As you might have guessed, Burnt Sugar isn’t an easy read. Doshi details relationships and makes us see them for what they are. People are flawed – that’s a fact. Her characters aren’t easy to make sense of. You cannot compartmentalise them just because it makes the narrative simpler. They are complex, learning to live with the situations they face and making the wrong choices. Just like any of us.

“It was a golden age, a time when all the wrongs of the past were righted and the future was full of promise,” says Antara. It is as though she wants us to believe that her mistakes are no longer mistakes. That perhaps in seeing her becoming her mother, we can also forgive the things she does and overlook all of them.

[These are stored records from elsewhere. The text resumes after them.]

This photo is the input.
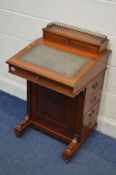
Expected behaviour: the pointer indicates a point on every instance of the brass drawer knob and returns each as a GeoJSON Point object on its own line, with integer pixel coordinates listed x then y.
{"type": "Point", "coordinates": [37, 77]}
{"type": "Point", "coordinates": [94, 86]}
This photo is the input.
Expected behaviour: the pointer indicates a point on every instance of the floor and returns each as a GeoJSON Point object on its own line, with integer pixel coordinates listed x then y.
{"type": "Point", "coordinates": [39, 154]}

Tara’s story – her opinions, what she saw and made of things growing up – is recounted through Antara’s voice. Every character’s story is told through Antara. It isn’t so much the question of creating an “unreliable narrator” as it is of making the caregiver the predominant figure. Doshi also rolls Antara’s angst of being a daughter into the same voice, which has to be taken with a pinch of salt.

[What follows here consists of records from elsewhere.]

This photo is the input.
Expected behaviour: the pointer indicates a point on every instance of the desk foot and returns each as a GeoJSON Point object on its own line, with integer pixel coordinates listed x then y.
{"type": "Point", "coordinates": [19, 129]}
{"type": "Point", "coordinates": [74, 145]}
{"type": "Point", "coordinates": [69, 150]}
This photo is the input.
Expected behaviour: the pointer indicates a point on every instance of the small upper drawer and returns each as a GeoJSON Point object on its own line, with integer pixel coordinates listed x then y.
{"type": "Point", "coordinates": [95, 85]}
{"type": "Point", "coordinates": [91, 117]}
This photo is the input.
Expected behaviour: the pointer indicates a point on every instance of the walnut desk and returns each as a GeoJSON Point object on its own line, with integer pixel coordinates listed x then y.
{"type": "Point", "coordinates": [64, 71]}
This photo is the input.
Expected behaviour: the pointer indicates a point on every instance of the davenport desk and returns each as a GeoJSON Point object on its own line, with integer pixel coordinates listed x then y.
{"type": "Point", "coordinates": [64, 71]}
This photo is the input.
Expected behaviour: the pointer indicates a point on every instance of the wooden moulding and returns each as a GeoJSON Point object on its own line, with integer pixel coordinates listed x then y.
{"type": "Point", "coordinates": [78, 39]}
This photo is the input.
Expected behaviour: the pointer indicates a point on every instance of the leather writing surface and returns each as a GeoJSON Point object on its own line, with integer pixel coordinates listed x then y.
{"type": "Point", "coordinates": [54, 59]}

Her writing is par excellence. Everyday objects gain prominence: the cotton saris, the sketchbook, the mementos that need to be broken and nose rings that are discarded. Time plays a very important role; from past to present and back to where it all began, Doshi’s presentation of chronology is fluid. In some moments, I thought I was following not two separate lives, but only one. This sweeping tale of mother and daughter across time merges their histories at one point, and all their angst is eventually washed away.

I guess our relationships evolve over time, due to circumstances and even as a function of age. I believe relationships cannot be viewed through a single lens because so much simmers underneath, and we always need an additional perspective. Even more so in the dynamic with parents. We aren’t them until we are. We struggle and defy everything until we become their mirror images. As Antara reflects, “Maybe the problem is that we are standing on the same side, looking out into the empty. Maybe we are hungry for the same things, but the sum of us only doubled that feeling. And maybe this is it, the hole in the heart of it, a deformity from which we can never recover.”